This was an open-label, randomized clinical study. The original sample size was determined to be 60 for each group, which would provide 80% power, with a two-sided significance level of p = 0.05, to detect a 20% reduction in 35-day mortality in the TPE arm from an estimated 40% mortality in the control arm based on previous studies of critically ill COVID-19 patients [3-5, 13, 15] . Analysis was performed according to the full data set, which is defined as the sum of all randomized patients who received at least one treatment. The primary efficacy analysis was conducted on the intention-to-treat population, defined as all patients who underwent randomization and received TPE plus standard therapy or standard therapy alone before death or at 35 days after randomization. Continuous data were summarized as median values with interquartile range (IQR) and compared among groups with Wilcoxon's rank sum test. Discrete data were summarized as number (%) and compared by chi square or Fisher's exact test.
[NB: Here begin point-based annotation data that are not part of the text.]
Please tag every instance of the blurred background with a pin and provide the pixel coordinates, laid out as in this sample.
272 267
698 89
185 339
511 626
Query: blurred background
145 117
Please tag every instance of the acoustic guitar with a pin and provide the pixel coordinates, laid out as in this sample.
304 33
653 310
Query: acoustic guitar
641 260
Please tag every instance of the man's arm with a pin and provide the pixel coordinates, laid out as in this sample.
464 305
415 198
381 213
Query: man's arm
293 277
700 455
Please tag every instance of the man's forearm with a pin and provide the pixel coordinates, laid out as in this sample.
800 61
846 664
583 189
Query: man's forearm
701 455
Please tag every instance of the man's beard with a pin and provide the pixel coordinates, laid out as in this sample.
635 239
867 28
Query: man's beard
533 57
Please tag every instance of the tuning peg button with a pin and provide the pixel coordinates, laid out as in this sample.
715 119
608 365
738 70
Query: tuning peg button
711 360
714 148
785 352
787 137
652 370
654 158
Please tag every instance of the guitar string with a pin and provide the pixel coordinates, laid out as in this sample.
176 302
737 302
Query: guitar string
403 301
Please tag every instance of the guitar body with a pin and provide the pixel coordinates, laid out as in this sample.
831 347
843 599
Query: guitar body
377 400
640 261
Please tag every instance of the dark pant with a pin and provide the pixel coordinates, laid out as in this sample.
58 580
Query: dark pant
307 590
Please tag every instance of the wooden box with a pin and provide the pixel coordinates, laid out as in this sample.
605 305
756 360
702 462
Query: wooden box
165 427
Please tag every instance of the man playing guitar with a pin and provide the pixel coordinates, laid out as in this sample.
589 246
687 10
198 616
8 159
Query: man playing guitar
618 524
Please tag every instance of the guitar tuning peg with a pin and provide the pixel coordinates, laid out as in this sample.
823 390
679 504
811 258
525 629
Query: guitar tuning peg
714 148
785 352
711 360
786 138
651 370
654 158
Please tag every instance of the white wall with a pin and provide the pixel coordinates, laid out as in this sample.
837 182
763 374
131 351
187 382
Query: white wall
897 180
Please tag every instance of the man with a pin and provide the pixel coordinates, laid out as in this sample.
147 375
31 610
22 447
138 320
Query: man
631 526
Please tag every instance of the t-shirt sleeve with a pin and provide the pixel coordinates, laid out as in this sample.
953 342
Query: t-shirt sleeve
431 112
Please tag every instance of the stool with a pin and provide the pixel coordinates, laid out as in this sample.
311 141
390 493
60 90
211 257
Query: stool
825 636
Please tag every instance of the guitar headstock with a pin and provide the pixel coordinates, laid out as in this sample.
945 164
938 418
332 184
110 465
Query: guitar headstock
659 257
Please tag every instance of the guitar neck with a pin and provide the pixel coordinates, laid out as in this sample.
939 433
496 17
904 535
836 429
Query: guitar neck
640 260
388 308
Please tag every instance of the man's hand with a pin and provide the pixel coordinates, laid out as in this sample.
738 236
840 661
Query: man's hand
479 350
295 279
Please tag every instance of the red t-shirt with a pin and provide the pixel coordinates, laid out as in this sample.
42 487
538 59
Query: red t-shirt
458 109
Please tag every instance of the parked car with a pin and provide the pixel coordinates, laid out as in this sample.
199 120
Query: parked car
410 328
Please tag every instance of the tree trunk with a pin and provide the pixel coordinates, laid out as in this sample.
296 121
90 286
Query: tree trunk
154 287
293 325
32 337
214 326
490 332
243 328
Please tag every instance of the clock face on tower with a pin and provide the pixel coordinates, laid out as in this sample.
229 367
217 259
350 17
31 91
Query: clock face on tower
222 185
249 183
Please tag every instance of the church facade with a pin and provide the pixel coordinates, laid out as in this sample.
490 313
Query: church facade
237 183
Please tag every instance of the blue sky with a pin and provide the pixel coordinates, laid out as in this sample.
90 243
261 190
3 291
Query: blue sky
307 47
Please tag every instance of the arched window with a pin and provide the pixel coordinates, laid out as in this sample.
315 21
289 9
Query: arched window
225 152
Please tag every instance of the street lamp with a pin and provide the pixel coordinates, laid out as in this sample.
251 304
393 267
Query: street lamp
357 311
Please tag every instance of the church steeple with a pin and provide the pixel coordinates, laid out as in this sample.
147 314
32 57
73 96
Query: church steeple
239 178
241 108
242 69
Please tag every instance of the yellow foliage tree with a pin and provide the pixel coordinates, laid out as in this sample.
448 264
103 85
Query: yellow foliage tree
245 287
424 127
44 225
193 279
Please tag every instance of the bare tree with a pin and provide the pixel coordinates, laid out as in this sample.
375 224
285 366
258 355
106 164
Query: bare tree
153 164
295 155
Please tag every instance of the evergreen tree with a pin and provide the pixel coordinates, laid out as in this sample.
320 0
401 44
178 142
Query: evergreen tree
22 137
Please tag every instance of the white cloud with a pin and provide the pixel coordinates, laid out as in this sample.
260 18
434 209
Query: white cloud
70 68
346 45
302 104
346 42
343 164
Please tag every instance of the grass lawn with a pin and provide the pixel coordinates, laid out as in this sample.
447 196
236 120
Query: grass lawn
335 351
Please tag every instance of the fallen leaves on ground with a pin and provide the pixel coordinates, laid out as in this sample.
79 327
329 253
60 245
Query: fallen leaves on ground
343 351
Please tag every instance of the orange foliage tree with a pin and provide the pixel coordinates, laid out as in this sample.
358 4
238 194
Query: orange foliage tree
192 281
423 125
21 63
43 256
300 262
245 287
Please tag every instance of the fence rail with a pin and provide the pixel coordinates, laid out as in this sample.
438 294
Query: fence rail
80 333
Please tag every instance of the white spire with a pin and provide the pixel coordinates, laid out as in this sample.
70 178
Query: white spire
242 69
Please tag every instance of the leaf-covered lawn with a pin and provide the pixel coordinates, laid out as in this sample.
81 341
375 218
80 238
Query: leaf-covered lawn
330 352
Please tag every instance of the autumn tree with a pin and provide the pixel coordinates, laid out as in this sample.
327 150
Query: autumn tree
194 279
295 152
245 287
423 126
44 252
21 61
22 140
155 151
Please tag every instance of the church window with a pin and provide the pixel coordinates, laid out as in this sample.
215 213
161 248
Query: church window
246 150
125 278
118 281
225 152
Standard comparisons of the changes in clinical and laboratory parameters were also performed by Tukey boxplots in intervention and control groups. Pearson's correlation coefficient (r) measured the strength of association between studied markers of thromboinflammation such as D-dimers, Il-6, and ADAMTS-13 activity. Thirty five days survival distributions between intervention (TPE) and control groups were described using proportions and Kaplan Meier analysis. Crude differences were tested using a chi square test and a log-rank test, respectively.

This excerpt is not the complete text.